— «Прекрасные» так не жили, — сказала она. — Калужнин был нищим.
— Как раз «прекрасные» плохо жили, — возразил я. — Вот плохие жили прекрасно.
— Вы шутник, — улыбнулась старушка, оценив юмор.
Комната, в которую мы вошли, оказалась просторной и светлой. И хотя Василий Павлович жил этажом выше, я понимал: квартира — зеркальное отражение той, сверху.
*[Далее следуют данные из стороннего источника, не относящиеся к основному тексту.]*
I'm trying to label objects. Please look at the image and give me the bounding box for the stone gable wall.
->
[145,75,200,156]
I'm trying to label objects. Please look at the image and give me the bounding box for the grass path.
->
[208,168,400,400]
Я огляделся. Низкая мебель в комнате с высокими потолками казалась здесь неуместной. Единственное, что, вероятно, не изменилось, — окна. Именно через такое и смотрел на Литейный Калужнин.
— Что вам рассказать, даже не знаю, — задумалась старушка. — Тихий был, молчаливый, ни с кем не общался, не варил на кухне, в комнате держал керосинку и примус. Что достанет, то и погреет.
Я внезапно подумал: не жена ли это часовщика, о которой сосед рассказывал милиционеру? Вряд ли. За пять лет все же можно увидеть человека, если он живет рядом.
— ...Дверь Калужнина находилась у входа, — вспоминала старушка. — Бывало, выскользнет из квартиры, никто его и не видел.
— А в блокаду?..
Старушка всплеснула руками, не дав мне закончить фразу.
— Ой, натерпелись! А ваш даже не знаю как выжил! В начале сорок второго, когда мы с дочерью уезжали, он стал совсем доходягой. Живой труп, вот каким его помню.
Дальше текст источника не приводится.